What’s also cool about this data is that when you are searching by date, you can skip through the data using a binary partitioning method (just like bsearch()
does). Moreover, data can be easily partitioned by writing to a new data file every month.
The major drawback of this solution is of course development time. It’s written in C for performance reasons and as a consequence the program is not yet fully featured, and it will take considerable effort before it is.
Conclusion
Databases are generic tools that keep you from writing lots of code that have to do with storing and searching through data. In that respect, databases are like what scripting languages are compared to low-level programming languages. You can outperform (or maybe in this case I should say, outmaneuver) them but whether it’s a smart thing to go that way depends.
The given problem can probably be solved using MySQL by dynamically creating a new partition each month and adapting the application to work with that. I’m pretty confident that it will work but this too will require some more work to get done.

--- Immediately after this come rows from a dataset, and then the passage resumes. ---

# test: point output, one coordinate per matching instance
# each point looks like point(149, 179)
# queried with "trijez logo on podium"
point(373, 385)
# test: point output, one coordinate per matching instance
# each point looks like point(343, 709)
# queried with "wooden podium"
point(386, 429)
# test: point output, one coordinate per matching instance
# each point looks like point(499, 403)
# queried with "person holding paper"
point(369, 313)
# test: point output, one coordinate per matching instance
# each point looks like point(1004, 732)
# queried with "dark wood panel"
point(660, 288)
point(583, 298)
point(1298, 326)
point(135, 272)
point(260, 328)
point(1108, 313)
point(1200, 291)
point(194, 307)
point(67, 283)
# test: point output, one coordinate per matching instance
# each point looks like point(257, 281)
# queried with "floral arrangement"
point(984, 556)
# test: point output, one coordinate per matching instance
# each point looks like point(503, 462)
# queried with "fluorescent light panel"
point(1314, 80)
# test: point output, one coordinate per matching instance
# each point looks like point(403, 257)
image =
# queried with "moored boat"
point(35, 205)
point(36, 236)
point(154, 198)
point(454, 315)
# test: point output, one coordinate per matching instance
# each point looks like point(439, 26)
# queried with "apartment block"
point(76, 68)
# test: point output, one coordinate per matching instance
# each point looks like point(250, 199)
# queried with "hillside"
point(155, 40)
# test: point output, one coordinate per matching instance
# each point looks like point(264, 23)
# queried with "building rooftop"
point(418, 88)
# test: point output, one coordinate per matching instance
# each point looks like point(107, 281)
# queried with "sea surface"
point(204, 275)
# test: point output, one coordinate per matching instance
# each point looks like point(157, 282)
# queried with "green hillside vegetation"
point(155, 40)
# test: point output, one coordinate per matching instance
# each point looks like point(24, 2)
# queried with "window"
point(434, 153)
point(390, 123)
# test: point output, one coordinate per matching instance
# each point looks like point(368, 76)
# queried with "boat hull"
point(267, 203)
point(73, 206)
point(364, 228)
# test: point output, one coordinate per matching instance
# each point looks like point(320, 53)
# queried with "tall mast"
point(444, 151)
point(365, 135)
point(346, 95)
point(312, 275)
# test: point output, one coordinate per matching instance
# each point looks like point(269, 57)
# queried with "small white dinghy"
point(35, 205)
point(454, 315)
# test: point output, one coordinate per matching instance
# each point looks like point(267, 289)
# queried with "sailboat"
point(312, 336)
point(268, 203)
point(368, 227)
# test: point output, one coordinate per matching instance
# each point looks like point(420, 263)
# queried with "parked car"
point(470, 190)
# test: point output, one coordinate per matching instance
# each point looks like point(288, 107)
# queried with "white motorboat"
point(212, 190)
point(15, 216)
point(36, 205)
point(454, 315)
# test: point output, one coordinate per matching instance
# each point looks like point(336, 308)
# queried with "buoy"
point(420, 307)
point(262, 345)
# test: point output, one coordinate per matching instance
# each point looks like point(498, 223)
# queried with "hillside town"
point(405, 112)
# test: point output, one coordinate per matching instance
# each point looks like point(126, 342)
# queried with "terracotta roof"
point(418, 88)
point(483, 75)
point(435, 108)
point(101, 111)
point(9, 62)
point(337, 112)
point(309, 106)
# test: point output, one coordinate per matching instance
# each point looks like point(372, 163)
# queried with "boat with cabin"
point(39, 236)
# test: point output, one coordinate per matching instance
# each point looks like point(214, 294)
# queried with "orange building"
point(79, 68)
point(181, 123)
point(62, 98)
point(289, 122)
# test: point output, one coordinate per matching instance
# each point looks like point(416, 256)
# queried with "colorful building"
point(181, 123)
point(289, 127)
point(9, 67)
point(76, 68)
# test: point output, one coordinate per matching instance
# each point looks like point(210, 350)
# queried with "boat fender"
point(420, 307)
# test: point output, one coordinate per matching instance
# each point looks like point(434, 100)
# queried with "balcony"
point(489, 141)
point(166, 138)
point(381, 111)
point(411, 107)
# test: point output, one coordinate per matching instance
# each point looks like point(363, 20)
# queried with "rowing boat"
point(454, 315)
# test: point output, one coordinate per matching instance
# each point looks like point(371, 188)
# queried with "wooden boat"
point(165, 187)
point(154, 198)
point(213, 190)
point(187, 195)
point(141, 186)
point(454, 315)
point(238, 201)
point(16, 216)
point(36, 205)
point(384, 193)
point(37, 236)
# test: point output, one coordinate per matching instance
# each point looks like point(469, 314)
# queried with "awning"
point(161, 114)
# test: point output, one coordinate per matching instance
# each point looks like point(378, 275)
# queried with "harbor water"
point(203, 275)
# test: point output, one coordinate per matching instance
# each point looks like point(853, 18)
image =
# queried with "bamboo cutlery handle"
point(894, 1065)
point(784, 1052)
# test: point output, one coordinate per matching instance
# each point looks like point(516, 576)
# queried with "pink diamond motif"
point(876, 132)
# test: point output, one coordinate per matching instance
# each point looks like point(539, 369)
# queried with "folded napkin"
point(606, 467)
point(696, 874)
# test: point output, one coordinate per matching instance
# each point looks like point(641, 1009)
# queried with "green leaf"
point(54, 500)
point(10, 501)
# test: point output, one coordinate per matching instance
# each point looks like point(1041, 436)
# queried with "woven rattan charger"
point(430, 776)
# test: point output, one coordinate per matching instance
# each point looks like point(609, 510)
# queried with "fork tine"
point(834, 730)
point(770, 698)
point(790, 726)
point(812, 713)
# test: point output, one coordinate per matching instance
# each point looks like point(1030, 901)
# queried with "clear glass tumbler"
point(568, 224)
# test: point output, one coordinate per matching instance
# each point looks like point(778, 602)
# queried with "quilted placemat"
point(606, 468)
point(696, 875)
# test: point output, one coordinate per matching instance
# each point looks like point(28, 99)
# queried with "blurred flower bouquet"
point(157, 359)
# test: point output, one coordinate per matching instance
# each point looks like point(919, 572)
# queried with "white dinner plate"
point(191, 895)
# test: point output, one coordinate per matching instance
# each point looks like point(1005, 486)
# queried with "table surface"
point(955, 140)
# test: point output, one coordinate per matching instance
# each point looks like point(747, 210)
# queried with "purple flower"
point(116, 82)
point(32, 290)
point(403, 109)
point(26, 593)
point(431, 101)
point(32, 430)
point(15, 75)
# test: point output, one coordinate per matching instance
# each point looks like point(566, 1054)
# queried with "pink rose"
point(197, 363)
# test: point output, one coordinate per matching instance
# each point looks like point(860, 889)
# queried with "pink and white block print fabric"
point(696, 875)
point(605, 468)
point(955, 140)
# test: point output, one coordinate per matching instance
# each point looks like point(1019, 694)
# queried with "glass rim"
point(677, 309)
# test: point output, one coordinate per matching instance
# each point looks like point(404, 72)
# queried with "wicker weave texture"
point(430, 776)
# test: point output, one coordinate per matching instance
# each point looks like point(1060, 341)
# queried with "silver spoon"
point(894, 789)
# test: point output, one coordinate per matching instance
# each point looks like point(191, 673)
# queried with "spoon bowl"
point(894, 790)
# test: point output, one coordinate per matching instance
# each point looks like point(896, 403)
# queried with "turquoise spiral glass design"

What bothers me is that database engines are overkill for the small data store problems (where you would typically use some ASCII flat format file to put all records in), while at the same time these heavyweight tools cripple under the load when you put a lot of records into them. All of a sudden you have to be a database expert for solving a seemingly simple problem.
Update (March 14, 2011)
I set up a MySQL db with the archive storage engine and partitioned it by month. It’s currently loaded with 150 million records (!) and counting … It’s holding up nicely. We will get some more experience with it in the coming weeks, but so far, I’m quite impressed with it especially because it is running on a rather cheap and simple PC server.